FORT HOOD, Texas -- Troopers, veterans and alumni from across the First Team gathered at the 1st Cavalry Division Museum here Feb. 18 to remember Operations Desert Shield/Desert Storm and to honor those Troopers who paid the ultimate price to defend freedom.

"Desert Storm and Desert Shield were significant events for our nation, our Army, Fort Hood, and in particular the First Team," said (Ret.) Maj. Gen. George Harmeyer, former commander of 1st Armored Brigade Combat Team "Ironhorse," 1st Cavalry Division.

During Desert Storm, America's First Team added many new "firsts" to its list: first to defend the Saudi border, to fire copper head artillery rounds in combat, to conduct multiple launch rocket system raids, and first to take part in mobile armored warfare in Iraq.

Conflict started when Saddam Hussein ordered his forces to invade Kuwait August 2, 1990. By August 8, Iraq had seized Kuwait, and in response the first U.S. aircraft arrived in Saudi Arabia. During the same month, the First Team was ordered to deploy to Saudi Arabia.

Then President George W. H. Bush marked, "This will not stand, this aggression against Kuwait."

"It's a big reminder about what happened 25 years ago," said George McPowell Sr., former artilleryman and platoon sergeant with 1st Battalion, 82nd Field Artillery Regiment.

The museum is also the site were 12 trees were planted recently to honor those Troopers killed in action during Desert Storm.

On January 17, 1991, a U.S. Air Force led campaign, along with artillery bombardments, hit the Iraqi air defense and communication systems as allied ground forces moved to new positions.

The air strikes marked the end of Operation Desert Shield and the start of Operation Desert Storm.
The ground war during Desert Storm started Feb. 24 and lasted 100 hours. Two days later, U.S. led ground offenses moved to encircle the Iraqi army in Kuwait.
On Feb. 26, Gen. Norman Schwarzkopf, commander of the directed, said "Send in the First Team.

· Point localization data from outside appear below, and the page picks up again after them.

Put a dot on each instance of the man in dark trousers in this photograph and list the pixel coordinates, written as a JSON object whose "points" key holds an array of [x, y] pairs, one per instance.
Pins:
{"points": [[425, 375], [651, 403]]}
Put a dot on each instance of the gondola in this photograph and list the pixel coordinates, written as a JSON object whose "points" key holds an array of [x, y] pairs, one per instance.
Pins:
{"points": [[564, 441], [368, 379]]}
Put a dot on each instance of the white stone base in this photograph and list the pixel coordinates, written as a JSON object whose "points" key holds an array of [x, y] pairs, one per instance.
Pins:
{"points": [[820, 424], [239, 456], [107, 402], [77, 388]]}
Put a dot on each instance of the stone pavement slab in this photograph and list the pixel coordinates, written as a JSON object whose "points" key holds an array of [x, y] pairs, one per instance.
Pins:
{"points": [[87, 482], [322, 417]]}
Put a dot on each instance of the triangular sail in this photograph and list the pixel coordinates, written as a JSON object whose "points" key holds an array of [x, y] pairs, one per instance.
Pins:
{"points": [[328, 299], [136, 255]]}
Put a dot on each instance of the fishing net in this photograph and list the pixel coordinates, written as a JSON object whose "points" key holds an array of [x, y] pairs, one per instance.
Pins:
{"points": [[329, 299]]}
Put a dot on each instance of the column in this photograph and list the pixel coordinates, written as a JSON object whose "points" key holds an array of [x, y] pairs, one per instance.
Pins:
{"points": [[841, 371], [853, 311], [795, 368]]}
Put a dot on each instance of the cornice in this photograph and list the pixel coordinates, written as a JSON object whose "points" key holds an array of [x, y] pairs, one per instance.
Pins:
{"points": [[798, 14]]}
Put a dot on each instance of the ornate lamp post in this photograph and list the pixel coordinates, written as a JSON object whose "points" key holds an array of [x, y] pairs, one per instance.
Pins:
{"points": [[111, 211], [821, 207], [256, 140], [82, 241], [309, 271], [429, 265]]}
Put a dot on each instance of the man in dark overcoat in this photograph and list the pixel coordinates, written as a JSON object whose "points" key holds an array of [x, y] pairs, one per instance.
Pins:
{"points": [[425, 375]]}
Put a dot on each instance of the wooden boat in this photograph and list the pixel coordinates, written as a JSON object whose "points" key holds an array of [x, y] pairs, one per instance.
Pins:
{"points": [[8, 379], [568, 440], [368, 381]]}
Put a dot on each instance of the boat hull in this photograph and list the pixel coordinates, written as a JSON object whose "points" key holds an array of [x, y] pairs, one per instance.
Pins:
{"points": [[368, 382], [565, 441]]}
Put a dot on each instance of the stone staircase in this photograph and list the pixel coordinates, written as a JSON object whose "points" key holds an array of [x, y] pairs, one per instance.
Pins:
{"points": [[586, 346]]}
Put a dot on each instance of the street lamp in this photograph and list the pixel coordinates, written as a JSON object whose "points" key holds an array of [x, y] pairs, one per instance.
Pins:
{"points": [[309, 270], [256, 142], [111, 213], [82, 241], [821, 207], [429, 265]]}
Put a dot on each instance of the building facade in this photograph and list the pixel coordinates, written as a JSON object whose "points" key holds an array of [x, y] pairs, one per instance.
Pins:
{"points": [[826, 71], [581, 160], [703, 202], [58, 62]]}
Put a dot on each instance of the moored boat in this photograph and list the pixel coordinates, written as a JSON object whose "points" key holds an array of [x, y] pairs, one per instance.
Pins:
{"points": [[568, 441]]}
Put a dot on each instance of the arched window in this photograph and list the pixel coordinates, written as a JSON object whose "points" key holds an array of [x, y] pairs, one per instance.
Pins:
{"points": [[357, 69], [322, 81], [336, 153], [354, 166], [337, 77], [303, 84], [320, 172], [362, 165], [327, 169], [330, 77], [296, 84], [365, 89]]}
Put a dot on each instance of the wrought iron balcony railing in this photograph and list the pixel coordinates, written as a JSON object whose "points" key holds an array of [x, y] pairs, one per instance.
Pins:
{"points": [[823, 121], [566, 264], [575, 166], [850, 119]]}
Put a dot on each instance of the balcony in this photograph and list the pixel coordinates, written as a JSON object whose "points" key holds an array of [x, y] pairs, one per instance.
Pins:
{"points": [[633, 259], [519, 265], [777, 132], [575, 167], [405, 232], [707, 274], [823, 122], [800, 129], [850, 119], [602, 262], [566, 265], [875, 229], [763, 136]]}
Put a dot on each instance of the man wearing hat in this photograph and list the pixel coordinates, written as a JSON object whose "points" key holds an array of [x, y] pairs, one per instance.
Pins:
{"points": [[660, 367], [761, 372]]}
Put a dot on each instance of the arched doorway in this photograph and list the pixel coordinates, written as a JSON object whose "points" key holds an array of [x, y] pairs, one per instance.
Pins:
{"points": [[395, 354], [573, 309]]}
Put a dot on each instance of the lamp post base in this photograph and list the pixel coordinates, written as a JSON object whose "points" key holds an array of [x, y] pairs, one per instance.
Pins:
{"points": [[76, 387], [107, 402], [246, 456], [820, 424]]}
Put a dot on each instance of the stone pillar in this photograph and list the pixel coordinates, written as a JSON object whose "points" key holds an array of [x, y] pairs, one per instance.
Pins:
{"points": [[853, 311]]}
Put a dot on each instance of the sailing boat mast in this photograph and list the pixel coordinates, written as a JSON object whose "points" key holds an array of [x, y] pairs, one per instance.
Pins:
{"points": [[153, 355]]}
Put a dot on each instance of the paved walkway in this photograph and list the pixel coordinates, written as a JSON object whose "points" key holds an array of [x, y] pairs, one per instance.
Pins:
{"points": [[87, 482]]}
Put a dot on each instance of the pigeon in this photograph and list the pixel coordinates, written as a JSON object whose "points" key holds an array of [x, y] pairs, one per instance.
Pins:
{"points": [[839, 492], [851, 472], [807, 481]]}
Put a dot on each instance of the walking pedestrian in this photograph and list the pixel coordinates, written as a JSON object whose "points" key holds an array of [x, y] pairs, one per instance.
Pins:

Destroy the Republican Guard. Let's go home."

After Schwarzkopf's statement, it took only 24 hours for the division to move more than 300 km into enemy territory, only pausing to refuel and clear enemy obstacles.

Before the division had a chance to destroy the Iraqi army's Republican Guard Division, a cease fire was called Feb. 28.

"The 1st Cavalry Division was pressed into action weeks before that time, achieving conditions for success in the 100 hour ground war," said Maj. Gen. J.T. Thomson, commanding general, 1st Cav. Div.
On February 19, Operation Knight Strike started as 2nd Armored Brigade Combat Team "Black Jack," along with the 101st Airborne Division (Air Assault), crossed the Saudi Arabia boarder and delved 10 km into Iraq.

Once there, Black Jack confirmed and destroyed enemy positions. During this action, the brigade suffered the first three American Soldiers killed during Operation Desert Storm.

"Once we arrived to Saudi Arabia, we concentrated on nuclear, biological and chemical operations," said Command Sgt. Maj. Edger Fuentes, senior enlisted advisor, 2nd Bn., 82nd Field Artillery Regt., 3rd ABCT, 1st Cav. Div. "Interestingly enough, we started firing way before the ground war started. Once the ground attack started, we were firing and moving the entire time."

The First Team was the only unit from Fort Hood to participate in Operation Desert Shield/Desert Storm. The 3d Cavalry Regiment, then known as 3d Armored Cavalry Regiment, took part under control of the XVIII Airborne Corps.

In September 1990, the regiment deployed to Saudi Arabia to take defensive positions. Troop I, 3d ACR engaged in the first ground combat by the XVIII Airborne Corps, as they responded to an Iraqi attack on a Saudi border outpost, Jan. 22.

One month later, Troop G, 2nd Squadron, 3d ACR led the regiment across the berms into Iraq. By the end of the war, the regiment push more than 300 km into Iraq.

"We proved to the world that we were the best trained, best equipped, best led and toughest Army in the world," said Harmeyer.